Wheat is second on the list of the 10 most important crops in the world, just after corn. Wheat covers more of the earth than any other crop with global production topping 650 million tonnes annually.
Even so, wheat demand is growing at about double the rate of wheat productivity, says Marcus Weidler, head of seeds for Bayer in Canada. “We need significant investment in wheat improvements now to address the growing world population.”
With this challenge in mind, Bayer officially opened its new wheat breeding centre in June, 2016. The new $24 million facility, located near Pike Lake, south of Saskatoon, is part of a $1.9 billion investment over 10 years in global wheat breeding. It’s one of seven research stations in Bayer’s global network that will offer farmers locally adapted seed.
Bayer is currently the market leader when it comes to crop protection in cereals, especially wheat, says Weidler. “We would like to offer our customers, our growers, a more complete solution.” And that’s something the company hopes to achieve through the development of new wheat varieties.
Unlike traditional wheat breeding programs, Bayer plans to release hybrid wheat seed. Hybrids are the offspring of two genetically distinct lines, explains David Bonnett, head of Bayer’s hybrid wheat breeding efforts in North America.
It’s a more complex way to breed wheat, he adds. There’s the biological challenge of developing a female line that doesn’t produce pollen along with developing a pollen producing male line. And that pollen must travel far enough to fertilize the female line.
There’s also the question of sourcing germplasm — living tissue from which new plants can be grown — given that wheat is developed through inbreeding. “With available global germplasm resources and the technology we have, we’ve been able to identify a lot of those important lines and bring them together into adapted wheat for this region,” says Bonnett.
Focusing on hybrids boosts yield and increases yield stability across environments, he adds. And hybrid wheat shows substantial increases in vigour, a big advantage given the short growing season in western Canada.
Wheat breeders will also be able to develop new varieties in less time in a hybrid program, Weidler says, adding that with current line breeding programs, breeders have to put everything into one line, and that line has to be stable. “With hybrids you can have two lines, bring them together and test what comes out.”
In Saskatchewan, wheat breeders are already working on new hybrid spring wheat varieties.
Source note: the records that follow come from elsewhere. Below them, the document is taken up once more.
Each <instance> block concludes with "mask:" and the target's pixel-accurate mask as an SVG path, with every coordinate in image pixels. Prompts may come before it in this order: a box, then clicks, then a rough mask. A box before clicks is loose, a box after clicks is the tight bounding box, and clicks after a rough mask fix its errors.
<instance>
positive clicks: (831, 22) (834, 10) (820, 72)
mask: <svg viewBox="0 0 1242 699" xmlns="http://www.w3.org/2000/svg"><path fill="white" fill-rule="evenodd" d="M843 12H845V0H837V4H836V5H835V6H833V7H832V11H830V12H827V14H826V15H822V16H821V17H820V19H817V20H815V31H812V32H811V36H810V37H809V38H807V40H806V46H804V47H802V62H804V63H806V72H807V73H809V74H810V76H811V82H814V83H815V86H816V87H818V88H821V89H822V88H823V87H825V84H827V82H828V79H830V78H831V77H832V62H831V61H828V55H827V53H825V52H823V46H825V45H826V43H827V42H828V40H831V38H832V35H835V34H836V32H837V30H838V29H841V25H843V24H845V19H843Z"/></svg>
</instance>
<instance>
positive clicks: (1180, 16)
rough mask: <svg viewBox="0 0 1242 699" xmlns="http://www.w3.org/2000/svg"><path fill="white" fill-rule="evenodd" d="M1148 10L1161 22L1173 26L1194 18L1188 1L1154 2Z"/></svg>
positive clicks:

Researchers first make the crosses in Bayer’s greenhouse, located at Innovation Place in Saskatoon, says Tom Zatorski, wheat breeder. The material is then moved to the field, where researchers assess the plants and increase seed. This year, he says, Bayer has about 6,000 plots on site, and 44,000 head rows.
When developing new hybrids, yield isn’t the only criteria breeders look at — plants must be able to withstand diseases such as fusarium head blight, leaf spotting pathogens and rusts.
Technicians in Bayer’s quality lab also ensure that the hybrids have good enduse characteristics. Rhett Kaufman, a wheat quality manager based in Lincoln, Nebraska, says that staff in Saskatoon will be analyzing material early on to make sure it meets a range of criteria, such as protein specs, loaf volume and gluten strength.
Kaufman expects to test thousand of samples a year between the quality labs at Pike Lake and Nebraska. The idea is to cull any lines that don’t meet quality specs before yield testing for potential parental lines, he explains. Bayer aims to develop varieties that fit into Canada’s CPS and CWRS classes.
Details still need to be worked out on seed production and distribution, Weidler says. The company will be working with seed growers across the prairies to produce the hybrid seed needed every year.
“It will have similarities to the InVigor model, but there will also be some aspects that will be distinct and different.” says Weilder, adding that Bayer sells about 1.1 million bags of InVigor each year and that’s a drop in the bucket compared to the sales volume expected with hybrid wheat seed.
So when can Canadian growers look for hybrid spring wheat varieties from Bayer? Bonnett says the company expects to have a marketable hybrid within eight years.